The Key for Efficacy in Education: Empowering Teachers

The Key for Efficacy in Education: Empowering Teachers


I grew up as that kid — the motivated, but discouraged, student with no confidence, struggling my way through Niles West Junior High. Every day, my classmates would stay in our “regular” room, while I had to leave and go to a special needs classroom. My teacher, Mrs. Whitefield, knew that meant I faced a lonely walk down the school’s hallways, so she would come and meet me. In addition to teaching me how to manage my ADD and dyslexia, she taught me that kindness is paramount, and saw my strengths as well as my weaknesses. Yes, she got me through school, but she also left me with the skills I needed to find my way here. Thanks to Mrs. Whitefield, the seed for Remind was planted.

Starting Remind, a company focused on teachers, meant that I needed to understand the root challenges they were facing in their classrooms. I built relationships with hundreds of educators around the country, like Michael Buist, Cat Flippen, and Adam Bellow — peppering them with questions, listening to them, and “visiting” their classrooms via Skype. Today, we have frequent webinars with our Teacher Advisory Board (or TAB) to hear their feedback on our product roadmap.They teach all over the world, so this feedback is incredibly valuable for us to understand the biggest hurdles teachers are facing across different cultures. Before we build or launch anything new, we also work with a group of teachers, coaches, and administrators who help beta test the product and provide feedback.

During countless Skype conversations with teachers, my brother and I began showing wireframes and iterating on the fly. We wanted to build a product that was intuitive and accessible for users. Based on these Skype sessions, we knew that in order for Remind to truly address a communication gap in schools, we needed to help teachers connect with all students and parents, regardless of what devices they own. That's why teachers can send Announcements from the Remind app and still instantly reach students and parents who don’t have sophisticated smartphones.

We prioritize talking to teachers and hearing about their problems every day. In order to build teacher-empathy even as we scale, every staff member dedicates 1-2 hours per week helping teachers via our Live Chat channel — including the CEO. We are proud that we average 2-hour response times for teacher inquiries.
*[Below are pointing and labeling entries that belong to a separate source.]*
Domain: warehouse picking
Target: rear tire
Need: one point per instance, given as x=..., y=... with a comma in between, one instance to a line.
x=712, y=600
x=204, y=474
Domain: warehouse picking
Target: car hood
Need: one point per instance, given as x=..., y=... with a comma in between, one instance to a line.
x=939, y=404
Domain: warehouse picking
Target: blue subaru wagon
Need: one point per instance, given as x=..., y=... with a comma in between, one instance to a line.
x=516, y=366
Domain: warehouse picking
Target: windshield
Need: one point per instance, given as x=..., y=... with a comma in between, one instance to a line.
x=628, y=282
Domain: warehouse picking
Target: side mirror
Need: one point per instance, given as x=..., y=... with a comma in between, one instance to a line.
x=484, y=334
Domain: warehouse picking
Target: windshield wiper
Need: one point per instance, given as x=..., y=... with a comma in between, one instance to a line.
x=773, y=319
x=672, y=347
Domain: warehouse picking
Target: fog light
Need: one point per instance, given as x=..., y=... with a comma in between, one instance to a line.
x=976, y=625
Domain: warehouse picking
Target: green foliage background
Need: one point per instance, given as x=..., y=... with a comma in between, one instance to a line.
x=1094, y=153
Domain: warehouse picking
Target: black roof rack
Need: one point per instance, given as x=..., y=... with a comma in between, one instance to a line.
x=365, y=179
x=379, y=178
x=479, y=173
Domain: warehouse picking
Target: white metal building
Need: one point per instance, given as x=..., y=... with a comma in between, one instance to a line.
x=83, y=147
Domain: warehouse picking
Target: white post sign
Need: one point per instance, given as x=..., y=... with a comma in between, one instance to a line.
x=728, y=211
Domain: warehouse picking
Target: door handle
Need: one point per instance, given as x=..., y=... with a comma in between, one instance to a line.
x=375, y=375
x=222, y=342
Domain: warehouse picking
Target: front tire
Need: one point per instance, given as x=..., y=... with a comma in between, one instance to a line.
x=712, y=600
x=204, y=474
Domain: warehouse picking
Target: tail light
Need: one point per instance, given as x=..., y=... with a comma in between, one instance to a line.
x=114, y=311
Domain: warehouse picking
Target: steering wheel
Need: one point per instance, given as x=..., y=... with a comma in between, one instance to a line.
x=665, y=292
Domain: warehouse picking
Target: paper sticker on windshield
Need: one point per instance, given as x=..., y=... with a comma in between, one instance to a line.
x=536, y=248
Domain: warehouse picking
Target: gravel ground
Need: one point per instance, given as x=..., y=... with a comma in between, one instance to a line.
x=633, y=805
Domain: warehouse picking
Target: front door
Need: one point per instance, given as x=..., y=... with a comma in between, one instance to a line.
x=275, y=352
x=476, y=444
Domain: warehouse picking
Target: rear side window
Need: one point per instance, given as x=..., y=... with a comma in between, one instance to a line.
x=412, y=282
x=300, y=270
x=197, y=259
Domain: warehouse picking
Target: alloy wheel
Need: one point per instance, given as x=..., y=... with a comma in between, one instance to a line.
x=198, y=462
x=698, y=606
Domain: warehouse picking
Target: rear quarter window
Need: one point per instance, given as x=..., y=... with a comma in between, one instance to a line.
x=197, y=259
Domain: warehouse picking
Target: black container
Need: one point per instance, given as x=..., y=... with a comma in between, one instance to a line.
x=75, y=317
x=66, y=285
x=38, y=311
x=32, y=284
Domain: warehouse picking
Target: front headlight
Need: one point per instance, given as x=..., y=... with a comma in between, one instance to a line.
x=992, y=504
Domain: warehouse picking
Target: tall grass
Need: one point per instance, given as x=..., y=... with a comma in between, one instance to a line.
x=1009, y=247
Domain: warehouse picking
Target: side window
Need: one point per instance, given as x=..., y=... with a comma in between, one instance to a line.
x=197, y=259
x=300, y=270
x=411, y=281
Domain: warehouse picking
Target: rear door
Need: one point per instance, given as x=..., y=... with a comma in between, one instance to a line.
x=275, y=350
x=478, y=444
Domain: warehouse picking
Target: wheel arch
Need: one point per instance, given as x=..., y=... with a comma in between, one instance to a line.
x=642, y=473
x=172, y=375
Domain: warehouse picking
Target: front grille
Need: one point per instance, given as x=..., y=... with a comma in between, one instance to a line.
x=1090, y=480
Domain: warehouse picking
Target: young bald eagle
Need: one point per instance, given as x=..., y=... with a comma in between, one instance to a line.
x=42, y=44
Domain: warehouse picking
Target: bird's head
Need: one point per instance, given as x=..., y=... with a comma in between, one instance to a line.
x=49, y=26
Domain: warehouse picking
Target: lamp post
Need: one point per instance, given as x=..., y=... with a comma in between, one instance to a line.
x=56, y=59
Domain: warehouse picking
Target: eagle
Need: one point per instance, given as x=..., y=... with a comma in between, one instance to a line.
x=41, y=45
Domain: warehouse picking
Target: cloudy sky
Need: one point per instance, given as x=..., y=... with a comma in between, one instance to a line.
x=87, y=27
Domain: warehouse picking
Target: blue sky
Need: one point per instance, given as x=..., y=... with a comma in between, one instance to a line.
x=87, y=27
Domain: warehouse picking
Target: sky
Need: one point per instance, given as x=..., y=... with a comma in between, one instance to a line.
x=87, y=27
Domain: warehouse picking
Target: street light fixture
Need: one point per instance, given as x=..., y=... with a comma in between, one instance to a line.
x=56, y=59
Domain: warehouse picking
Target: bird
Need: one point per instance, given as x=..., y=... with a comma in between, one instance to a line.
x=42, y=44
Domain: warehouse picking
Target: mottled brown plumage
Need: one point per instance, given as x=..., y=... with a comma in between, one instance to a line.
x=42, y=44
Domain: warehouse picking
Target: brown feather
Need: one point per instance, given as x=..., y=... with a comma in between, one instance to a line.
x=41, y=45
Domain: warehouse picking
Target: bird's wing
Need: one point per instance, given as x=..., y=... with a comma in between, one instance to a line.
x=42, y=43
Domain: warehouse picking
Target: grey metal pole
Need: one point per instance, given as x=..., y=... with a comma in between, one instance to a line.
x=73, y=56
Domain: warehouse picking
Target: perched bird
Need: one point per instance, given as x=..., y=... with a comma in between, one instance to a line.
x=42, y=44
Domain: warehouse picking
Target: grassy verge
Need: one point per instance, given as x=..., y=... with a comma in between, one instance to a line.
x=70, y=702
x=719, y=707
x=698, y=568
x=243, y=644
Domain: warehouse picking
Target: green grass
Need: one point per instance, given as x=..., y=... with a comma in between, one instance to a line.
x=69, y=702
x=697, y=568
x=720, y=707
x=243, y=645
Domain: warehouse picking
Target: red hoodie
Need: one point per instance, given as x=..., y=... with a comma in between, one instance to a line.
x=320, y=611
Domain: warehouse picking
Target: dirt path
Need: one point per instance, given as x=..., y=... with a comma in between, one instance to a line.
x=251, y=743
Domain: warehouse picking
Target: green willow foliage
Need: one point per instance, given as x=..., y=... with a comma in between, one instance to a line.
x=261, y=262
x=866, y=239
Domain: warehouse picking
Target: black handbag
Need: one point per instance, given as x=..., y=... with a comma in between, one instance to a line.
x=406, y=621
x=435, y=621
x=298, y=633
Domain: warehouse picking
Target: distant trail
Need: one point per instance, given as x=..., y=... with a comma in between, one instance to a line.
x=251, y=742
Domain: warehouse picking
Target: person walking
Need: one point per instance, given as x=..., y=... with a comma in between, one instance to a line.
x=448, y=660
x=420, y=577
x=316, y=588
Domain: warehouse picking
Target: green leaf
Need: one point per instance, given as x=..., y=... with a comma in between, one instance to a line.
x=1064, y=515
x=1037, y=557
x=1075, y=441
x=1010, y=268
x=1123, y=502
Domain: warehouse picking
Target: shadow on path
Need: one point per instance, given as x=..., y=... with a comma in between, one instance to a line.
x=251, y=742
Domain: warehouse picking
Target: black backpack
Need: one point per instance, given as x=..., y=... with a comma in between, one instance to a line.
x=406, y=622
Our Community Team is constantly hosting teacher events at our offices, and supporting EdCamps or TeachMeets around the world. Our marketing team also measures teacher satisfaction. We not only measure customer satisfaction, but we also seek to understand to what extent Remind empowers teachers to make an impact on students. So far, 81 percent of teachers surveyed say that Remind has positively impacted their teaching, and we are looking to improve this number with our commitment to “teacher-obsession.”

Remind exists to improve communication among teachers, students and parents. So while we do issue surveys and use data to measure impact and engagement, we have a belief in the power of conversations (we are a messaging app, after all). Every piece of feedback, suggestion, or experience that teachers share with us is considered before each product update. Because if we deliver a product that is fundamentally useful, we can keep students engaged. Maybe then, we can lower the U.S. dropout rate that now stands at 8,300 high school students every day.

Brett Kopf is the CEO and co-founder of Remind.